A Oitava Turma do Tribunal Superior do Trabalho não conheceu de recurso da A.S.T.P. Ltda. contra decisão que considerou inválida cláusula que estabelecia prorrogação automática do contrato de experiência de uma supervisora. Com a anulação, a empresa foi condenada ao pagamento de verbas rescisórias cabíveis nos contratos por prazo indeterminado.
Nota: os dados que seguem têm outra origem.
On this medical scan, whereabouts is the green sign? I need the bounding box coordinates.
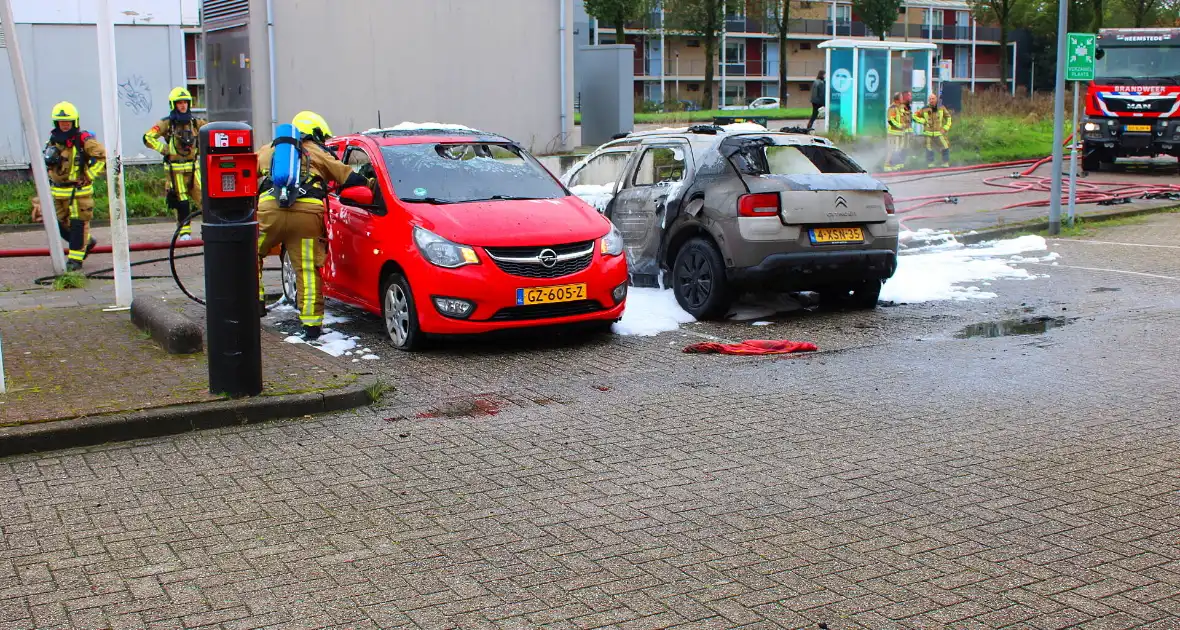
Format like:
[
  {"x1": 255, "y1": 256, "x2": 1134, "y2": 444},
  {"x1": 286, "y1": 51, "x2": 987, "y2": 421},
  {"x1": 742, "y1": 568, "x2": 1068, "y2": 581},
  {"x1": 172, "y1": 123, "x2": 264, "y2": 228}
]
[{"x1": 1066, "y1": 33, "x2": 1094, "y2": 81}]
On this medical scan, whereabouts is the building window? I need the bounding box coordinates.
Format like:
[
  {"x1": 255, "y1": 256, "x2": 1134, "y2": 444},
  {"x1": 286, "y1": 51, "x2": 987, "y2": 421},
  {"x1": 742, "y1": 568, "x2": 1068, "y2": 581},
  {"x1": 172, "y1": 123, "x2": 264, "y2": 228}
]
[
  {"x1": 726, "y1": 40, "x2": 746, "y2": 64},
  {"x1": 184, "y1": 33, "x2": 205, "y2": 81}
]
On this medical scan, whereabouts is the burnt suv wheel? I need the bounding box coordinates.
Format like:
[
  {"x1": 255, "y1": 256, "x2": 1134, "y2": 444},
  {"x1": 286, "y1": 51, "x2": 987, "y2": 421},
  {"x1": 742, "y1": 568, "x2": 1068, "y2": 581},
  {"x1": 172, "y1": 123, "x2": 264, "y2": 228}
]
[{"x1": 671, "y1": 238, "x2": 733, "y2": 320}]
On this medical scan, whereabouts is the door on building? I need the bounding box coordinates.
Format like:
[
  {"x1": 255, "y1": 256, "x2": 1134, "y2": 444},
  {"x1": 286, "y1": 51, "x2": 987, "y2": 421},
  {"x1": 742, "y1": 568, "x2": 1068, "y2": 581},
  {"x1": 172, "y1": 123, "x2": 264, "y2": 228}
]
[{"x1": 952, "y1": 46, "x2": 971, "y2": 79}]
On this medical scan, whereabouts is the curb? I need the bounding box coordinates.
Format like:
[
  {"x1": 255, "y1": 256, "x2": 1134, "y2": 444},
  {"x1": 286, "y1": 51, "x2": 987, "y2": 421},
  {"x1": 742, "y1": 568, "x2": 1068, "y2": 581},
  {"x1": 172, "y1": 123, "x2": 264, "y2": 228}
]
[
  {"x1": 955, "y1": 205, "x2": 1180, "y2": 245},
  {"x1": 0, "y1": 376, "x2": 376, "y2": 457},
  {"x1": 131, "y1": 296, "x2": 205, "y2": 354},
  {"x1": 0, "y1": 217, "x2": 176, "y2": 234}
]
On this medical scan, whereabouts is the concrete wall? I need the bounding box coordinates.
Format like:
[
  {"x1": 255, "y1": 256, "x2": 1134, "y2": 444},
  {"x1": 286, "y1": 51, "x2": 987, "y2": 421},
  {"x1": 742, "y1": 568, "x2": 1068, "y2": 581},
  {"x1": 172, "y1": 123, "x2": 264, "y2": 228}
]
[
  {"x1": 248, "y1": 0, "x2": 575, "y2": 152},
  {"x1": 0, "y1": 24, "x2": 185, "y2": 169}
]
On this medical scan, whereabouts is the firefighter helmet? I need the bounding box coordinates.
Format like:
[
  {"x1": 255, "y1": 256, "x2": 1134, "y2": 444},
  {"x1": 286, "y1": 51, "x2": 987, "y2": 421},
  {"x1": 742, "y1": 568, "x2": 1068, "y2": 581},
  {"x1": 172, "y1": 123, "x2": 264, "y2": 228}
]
[
  {"x1": 291, "y1": 110, "x2": 332, "y2": 142},
  {"x1": 53, "y1": 100, "x2": 78, "y2": 129},
  {"x1": 168, "y1": 87, "x2": 192, "y2": 110}
]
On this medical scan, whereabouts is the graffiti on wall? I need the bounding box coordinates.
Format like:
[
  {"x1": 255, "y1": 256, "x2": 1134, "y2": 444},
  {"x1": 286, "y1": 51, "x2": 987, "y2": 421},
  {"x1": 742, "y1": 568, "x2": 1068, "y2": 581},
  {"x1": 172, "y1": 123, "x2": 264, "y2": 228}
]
[{"x1": 119, "y1": 74, "x2": 151, "y2": 116}]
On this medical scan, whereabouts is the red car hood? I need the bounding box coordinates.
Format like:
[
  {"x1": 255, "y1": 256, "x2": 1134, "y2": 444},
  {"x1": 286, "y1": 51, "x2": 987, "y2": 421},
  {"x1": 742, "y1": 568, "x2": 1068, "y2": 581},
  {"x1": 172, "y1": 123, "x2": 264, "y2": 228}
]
[{"x1": 409, "y1": 197, "x2": 610, "y2": 247}]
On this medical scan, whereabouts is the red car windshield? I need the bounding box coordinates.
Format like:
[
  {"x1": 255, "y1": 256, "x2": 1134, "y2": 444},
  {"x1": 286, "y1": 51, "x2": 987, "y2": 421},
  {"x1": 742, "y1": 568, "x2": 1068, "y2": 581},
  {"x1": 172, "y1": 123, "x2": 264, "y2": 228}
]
[{"x1": 381, "y1": 143, "x2": 566, "y2": 204}]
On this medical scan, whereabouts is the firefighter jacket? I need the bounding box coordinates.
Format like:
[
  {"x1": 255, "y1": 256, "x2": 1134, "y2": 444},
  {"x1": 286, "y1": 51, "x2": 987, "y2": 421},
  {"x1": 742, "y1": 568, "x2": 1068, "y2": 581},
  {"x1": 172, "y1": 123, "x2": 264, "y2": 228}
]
[
  {"x1": 258, "y1": 138, "x2": 365, "y2": 214},
  {"x1": 886, "y1": 103, "x2": 913, "y2": 136},
  {"x1": 45, "y1": 131, "x2": 106, "y2": 197},
  {"x1": 144, "y1": 117, "x2": 205, "y2": 164},
  {"x1": 915, "y1": 106, "x2": 952, "y2": 136}
]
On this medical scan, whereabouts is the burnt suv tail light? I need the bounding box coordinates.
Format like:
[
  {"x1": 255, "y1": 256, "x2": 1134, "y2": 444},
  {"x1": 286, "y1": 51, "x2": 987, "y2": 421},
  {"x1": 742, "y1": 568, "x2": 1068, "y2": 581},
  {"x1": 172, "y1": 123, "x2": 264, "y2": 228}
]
[{"x1": 738, "y1": 192, "x2": 779, "y2": 217}]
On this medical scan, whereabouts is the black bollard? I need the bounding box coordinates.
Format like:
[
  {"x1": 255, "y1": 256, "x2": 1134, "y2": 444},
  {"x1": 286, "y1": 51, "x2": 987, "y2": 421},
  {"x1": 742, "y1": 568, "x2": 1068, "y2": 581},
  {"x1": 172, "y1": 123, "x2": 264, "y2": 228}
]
[{"x1": 199, "y1": 123, "x2": 262, "y2": 396}]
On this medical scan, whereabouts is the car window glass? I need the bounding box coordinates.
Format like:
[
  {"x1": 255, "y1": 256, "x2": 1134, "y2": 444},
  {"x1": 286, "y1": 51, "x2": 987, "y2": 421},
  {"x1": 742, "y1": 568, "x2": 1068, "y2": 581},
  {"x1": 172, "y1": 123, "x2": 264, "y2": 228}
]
[
  {"x1": 732, "y1": 145, "x2": 865, "y2": 175},
  {"x1": 345, "y1": 146, "x2": 376, "y2": 179},
  {"x1": 381, "y1": 142, "x2": 566, "y2": 204},
  {"x1": 570, "y1": 151, "x2": 631, "y2": 186},
  {"x1": 635, "y1": 146, "x2": 684, "y2": 186}
]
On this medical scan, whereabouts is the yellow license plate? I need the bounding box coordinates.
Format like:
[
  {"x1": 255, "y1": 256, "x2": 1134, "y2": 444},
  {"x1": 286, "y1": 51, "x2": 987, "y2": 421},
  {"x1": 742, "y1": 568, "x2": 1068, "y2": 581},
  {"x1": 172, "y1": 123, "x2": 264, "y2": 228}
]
[
  {"x1": 812, "y1": 228, "x2": 865, "y2": 243},
  {"x1": 517, "y1": 284, "x2": 586, "y2": 307}
]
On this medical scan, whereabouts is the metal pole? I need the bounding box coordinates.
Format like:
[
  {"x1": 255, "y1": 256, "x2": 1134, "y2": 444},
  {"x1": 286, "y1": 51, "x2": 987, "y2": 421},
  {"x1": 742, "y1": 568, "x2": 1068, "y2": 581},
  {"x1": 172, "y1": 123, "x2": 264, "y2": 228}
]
[
  {"x1": 0, "y1": 0, "x2": 66, "y2": 276},
  {"x1": 971, "y1": 15, "x2": 979, "y2": 93},
  {"x1": 98, "y1": 0, "x2": 132, "y2": 308},
  {"x1": 1069, "y1": 81, "x2": 1079, "y2": 225},
  {"x1": 660, "y1": 6, "x2": 668, "y2": 105},
  {"x1": 1052, "y1": 2, "x2": 1067, "y2": 236},
  {"x1": 721, "y1": 1, "x2": 729, "y2": 109}
]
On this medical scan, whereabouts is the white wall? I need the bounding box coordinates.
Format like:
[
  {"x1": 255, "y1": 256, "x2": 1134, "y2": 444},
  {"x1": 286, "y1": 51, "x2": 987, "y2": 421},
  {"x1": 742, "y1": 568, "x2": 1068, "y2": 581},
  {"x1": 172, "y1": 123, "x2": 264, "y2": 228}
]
[
  {"x1": 250, "y1": 0, "x2": 573, "y2": 151},
  {"x1": 11, "y1": 0, "x2": 199, "y2": 26},
  {"x1": 0, "y1": 24, "x2": 185, "y2": 169}
]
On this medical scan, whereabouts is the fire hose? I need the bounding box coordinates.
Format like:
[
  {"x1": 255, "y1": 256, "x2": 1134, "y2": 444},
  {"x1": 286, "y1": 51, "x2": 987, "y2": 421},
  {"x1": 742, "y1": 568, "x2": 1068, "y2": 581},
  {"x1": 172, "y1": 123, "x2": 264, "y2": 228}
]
[{"x1": 22, "y1": 210, "x2": 282, "y2": 306}]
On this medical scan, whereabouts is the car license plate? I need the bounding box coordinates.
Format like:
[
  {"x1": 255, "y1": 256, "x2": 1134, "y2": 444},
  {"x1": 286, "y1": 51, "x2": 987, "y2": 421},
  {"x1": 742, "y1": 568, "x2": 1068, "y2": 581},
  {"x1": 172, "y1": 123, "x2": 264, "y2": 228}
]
[
  {"x1": 812, "y1": 228, "x2": 865, "y2": 243},
  {"x1": 517, "y1": 284, "x2": 586, "y2": 307}
]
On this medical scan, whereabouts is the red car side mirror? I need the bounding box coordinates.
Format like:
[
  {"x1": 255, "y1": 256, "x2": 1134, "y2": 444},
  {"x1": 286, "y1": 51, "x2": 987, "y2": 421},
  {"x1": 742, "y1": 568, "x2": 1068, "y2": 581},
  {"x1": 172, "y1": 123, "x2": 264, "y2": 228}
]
[{"x1": 340, "y1": 186, "x2": 373, "y2": 205}]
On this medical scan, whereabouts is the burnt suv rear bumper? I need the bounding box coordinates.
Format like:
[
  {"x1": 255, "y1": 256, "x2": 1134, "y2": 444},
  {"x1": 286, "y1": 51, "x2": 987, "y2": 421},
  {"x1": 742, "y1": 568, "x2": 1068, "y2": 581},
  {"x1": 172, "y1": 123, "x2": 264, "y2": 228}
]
[{"x1": 726, "y1": 249, "x2": 897, "y2": 290}]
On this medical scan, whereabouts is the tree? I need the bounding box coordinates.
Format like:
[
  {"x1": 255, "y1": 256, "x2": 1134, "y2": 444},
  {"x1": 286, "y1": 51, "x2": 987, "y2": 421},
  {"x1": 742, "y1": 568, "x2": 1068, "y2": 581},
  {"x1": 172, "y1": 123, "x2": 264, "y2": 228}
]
[
  {"x1": 1122, "y1": 0, "x2": 1160, "y2": 28},
  {"x1": 971, "y1": 0, "x2": 1024, "y2": 90},
  {"x1": 852, "y1": 0, "x2": 902, "y2": 41},
  {"x1": 585, "y1": 0, "x2": 647, "y2": 44},
  {"x1": 663, "y1": 0, "x2": 726, "y2": 110}
]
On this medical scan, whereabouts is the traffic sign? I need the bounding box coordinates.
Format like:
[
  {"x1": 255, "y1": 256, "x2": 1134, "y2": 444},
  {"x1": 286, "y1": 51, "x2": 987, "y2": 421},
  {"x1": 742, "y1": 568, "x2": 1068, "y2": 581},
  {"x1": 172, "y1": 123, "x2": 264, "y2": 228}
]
[{"x1": 1066, "y1": 33, "x2": 1095, "y2": 81}]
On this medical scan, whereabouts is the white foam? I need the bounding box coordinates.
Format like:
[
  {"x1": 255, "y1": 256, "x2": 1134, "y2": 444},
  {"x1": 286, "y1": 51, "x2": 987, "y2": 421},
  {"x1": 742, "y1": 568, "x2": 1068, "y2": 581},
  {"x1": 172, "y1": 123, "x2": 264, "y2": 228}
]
[
  {"x1": 881, "y1": 236, "x2": 1051, "y2": 303},
  {"x1": 570, "y1": 184, "x2": 615, "y2": 212},
  {"x1": 611, "y1": 287, "x2": 696, "y2": 336}
]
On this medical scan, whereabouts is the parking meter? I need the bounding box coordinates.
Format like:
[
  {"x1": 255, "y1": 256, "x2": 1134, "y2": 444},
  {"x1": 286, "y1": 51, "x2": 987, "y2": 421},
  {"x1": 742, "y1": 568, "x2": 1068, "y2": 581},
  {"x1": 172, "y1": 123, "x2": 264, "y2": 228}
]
[{"x1": 199, "y1": 123, "x2": 262, "y2": 396}]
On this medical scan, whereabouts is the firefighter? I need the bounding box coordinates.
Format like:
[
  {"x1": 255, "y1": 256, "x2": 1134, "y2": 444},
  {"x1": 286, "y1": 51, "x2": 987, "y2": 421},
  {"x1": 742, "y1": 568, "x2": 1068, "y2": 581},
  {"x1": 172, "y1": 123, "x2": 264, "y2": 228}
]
[
  {"x1": 915, "y1": 94, "x2": 952, "y2": 169},
  {"x1": 885, "y1": 92, "x2": 913, "y2": 172},
  {"x1": 44, "y1": 100, "x2": 106, "y2": 271},
  {"x1": 258, "y1": 111, "x2": 368, "y2": 341},
  {"x1": 144, "y1": 87, "x2": 205, "y2": 241}
]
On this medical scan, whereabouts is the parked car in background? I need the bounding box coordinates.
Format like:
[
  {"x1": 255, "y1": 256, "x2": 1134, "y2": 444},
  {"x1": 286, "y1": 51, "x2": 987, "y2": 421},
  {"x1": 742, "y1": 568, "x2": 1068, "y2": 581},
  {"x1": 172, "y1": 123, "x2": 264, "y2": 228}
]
[
  {"x1": 749, "y1": 97, "x2": 781, "y2": 110},
  {"x1": 563, "y1": 123, "x2": 898, "y2": 319},
  {"x1": 283, "y1": 126, "x2": 628, "y2": 350}
]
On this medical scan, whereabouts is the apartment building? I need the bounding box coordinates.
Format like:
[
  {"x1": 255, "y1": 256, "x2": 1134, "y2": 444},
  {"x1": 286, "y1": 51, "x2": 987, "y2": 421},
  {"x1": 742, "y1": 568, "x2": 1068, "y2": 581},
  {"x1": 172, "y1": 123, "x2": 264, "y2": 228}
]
[{"x1": 594, "y1": 0, "x2": 1014, "y2": 106}]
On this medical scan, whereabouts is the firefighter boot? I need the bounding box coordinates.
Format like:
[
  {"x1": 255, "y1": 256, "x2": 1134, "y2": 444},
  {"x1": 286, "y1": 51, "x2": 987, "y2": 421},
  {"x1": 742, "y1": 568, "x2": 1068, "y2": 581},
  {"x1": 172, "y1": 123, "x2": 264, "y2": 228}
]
[
  {"x1": 176, "y1": 199, "x2": 192, "y2": 241},
  {"x1": 66, "y1": 218, "x2": 89, "y2": 271}
]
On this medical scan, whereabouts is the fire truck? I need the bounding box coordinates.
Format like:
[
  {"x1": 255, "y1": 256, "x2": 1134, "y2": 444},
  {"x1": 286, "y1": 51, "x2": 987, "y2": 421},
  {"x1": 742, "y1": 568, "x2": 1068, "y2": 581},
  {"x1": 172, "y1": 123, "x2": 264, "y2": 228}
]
[{"x1": 1082, "y1": 28, "x2": 1180, "y2": 171}]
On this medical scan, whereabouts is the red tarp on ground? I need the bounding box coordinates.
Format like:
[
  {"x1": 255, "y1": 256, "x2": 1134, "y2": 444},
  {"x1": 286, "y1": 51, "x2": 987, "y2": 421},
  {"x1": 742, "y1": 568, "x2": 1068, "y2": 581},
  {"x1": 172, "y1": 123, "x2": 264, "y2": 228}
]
[{"x1": 684, "y1": 339, "x2": 819, "y2": 354}]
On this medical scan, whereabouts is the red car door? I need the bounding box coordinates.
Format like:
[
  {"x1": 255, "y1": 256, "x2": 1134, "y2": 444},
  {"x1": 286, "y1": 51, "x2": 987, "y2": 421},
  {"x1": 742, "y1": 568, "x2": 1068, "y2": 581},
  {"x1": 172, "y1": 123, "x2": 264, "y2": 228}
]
[{"x1": 328, "y1": 140, "x2": 379, "y2": 310}]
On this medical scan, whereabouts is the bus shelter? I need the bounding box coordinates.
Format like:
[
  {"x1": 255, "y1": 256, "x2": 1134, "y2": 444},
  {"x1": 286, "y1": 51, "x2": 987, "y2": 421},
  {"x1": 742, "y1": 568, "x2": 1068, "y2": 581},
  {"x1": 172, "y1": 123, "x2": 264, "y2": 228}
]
[{"x1": 819, "y1": 39, "x2": 938, "y2": 136}]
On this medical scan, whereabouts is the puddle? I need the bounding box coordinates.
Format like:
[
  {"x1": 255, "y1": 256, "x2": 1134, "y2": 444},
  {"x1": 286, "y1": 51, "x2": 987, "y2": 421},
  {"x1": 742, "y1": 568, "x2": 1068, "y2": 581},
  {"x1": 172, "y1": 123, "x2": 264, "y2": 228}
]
[{"x1": 955, "y1": 317, "x2": 1069, "y2": 339}]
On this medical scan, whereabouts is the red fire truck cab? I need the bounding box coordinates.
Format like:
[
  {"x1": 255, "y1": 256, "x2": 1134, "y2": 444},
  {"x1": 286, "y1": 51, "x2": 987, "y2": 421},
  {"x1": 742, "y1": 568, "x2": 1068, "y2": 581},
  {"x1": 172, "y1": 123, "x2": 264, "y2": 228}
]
[{"x1": 1082, "y1": 28, "x2": 1180, "y2": 171}]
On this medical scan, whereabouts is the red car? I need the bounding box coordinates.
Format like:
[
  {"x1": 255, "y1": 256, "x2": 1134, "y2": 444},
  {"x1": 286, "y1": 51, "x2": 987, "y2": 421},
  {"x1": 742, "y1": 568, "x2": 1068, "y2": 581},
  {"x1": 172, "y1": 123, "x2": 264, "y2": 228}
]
[{"x1": 283, "y1": 129, "x2": 628, "y2": 350}]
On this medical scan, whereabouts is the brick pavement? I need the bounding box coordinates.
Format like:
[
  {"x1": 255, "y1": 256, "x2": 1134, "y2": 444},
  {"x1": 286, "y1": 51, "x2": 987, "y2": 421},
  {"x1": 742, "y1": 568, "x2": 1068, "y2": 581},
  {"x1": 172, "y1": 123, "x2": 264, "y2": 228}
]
[{"x1": 0, "y1": 216, "x2": 1180, "y2": 630}]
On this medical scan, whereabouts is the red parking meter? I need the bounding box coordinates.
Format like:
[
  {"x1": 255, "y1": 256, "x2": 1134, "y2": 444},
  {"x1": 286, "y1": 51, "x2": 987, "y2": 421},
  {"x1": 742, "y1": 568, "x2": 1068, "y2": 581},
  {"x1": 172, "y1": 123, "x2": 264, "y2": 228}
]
[{"x1": 199, "y1": 123, "x2": 262, "y2": 396}]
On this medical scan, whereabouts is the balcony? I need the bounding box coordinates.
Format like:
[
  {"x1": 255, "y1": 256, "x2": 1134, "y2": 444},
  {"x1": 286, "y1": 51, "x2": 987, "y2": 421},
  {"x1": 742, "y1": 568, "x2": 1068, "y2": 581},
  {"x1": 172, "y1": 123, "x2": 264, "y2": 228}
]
[{"x1": 599, "y1": 13, "x2": 999, "y2": 42}]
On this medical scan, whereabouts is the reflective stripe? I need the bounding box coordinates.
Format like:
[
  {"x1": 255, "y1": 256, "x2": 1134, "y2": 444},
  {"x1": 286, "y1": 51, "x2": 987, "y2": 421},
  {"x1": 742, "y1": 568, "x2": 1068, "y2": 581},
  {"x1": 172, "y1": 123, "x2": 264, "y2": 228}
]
[
  {"x1": 300, "y1": 238, "x2": 323, "y2": 326},
  {"x1": 50, "y1": 186, "x2": 94, "y2": 199}
]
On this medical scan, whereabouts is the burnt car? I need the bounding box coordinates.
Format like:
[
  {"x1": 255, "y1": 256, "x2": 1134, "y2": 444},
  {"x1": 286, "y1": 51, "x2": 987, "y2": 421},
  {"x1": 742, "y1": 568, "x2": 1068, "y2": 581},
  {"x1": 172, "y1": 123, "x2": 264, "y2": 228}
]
[{"x1": 562, "y1": 124, "x2": 898, "y2": 320}]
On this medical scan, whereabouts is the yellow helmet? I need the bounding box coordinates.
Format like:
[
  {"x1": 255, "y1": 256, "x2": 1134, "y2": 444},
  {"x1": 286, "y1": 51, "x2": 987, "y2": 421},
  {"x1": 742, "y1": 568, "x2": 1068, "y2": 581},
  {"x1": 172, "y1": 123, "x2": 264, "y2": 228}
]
[
  {"x1": 168, "y1": 87, "x2": 192, "y2": 110},
  {"x1": 53, "y1": 100, "x2": 78, "y2": 129},
  {"x1": 291, "y1": 110, "x2": 332, "y2": 140}
]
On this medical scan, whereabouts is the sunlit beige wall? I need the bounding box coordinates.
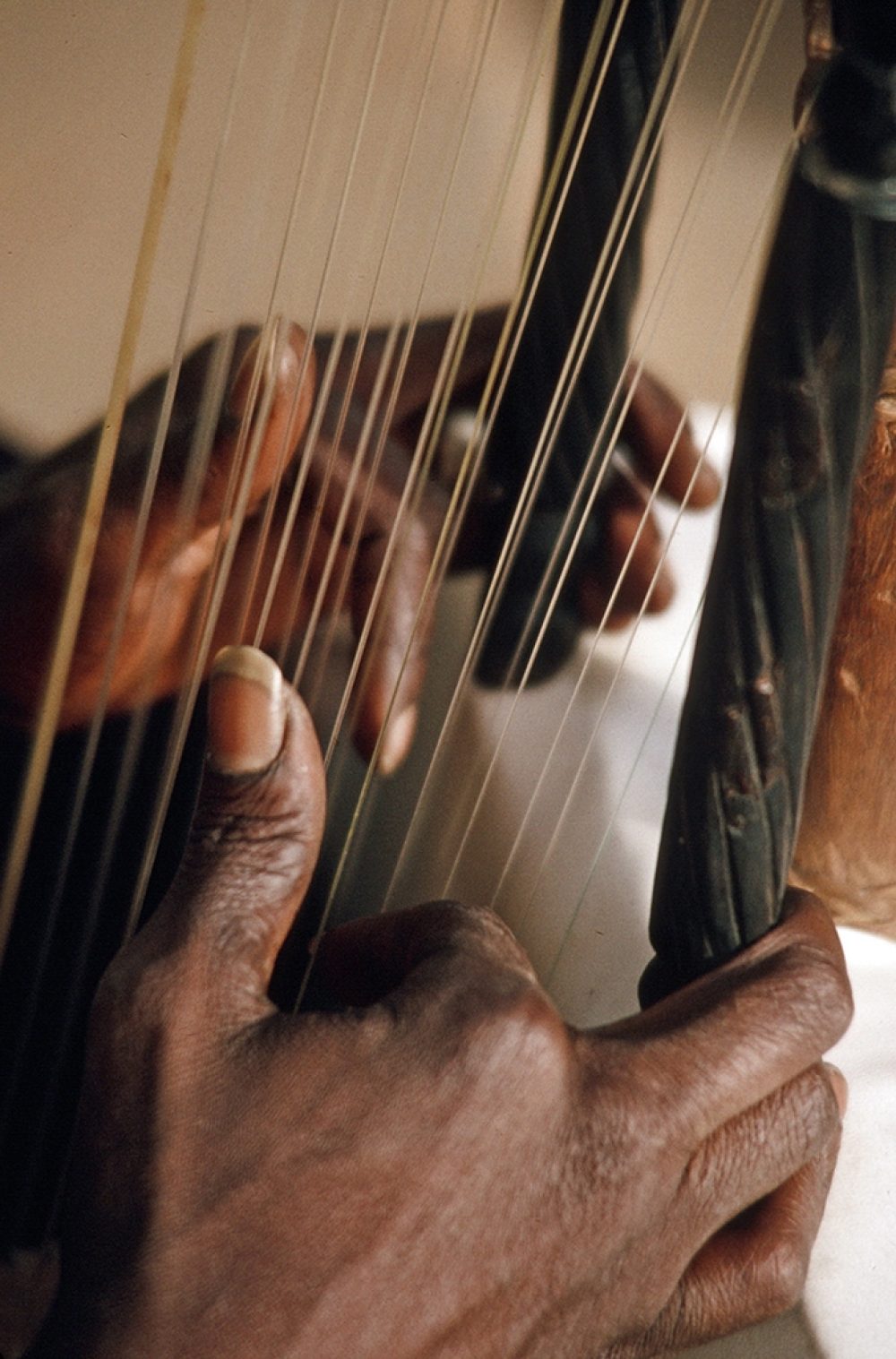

Contratada junho de 2012 em caráter de experiência por 45 dias, ao fim dos quais o contrato passaria a ser por tempo indeterminado, a supervisora foi informada, um mês depois, que o contrato seria temporário. Após seu desligamento, em setembro daquele ano, ela ajuizou reclamação trabalhista argumentando que a contratação temporária era incompatível com o tipo de serviço que realizava (rotinas administrativas de confecção de cartão de crédito do Itaú Unibanco S. A. para uma rede de supermercados, inclusive substituindo colegas em folgas, licenças ou férias). Por esse motivo, requereu a conversão da contratação por prazo indeterminado e o pagamento das verbas decorrentes.
No recurso ao TST, a empresa sustentou que a prorrogação do contrato ocorreu de acordo com a lei, e apontou ofensa ao artigo 9º da Lei 6.019/74, que regulamenta o trabalho temporário.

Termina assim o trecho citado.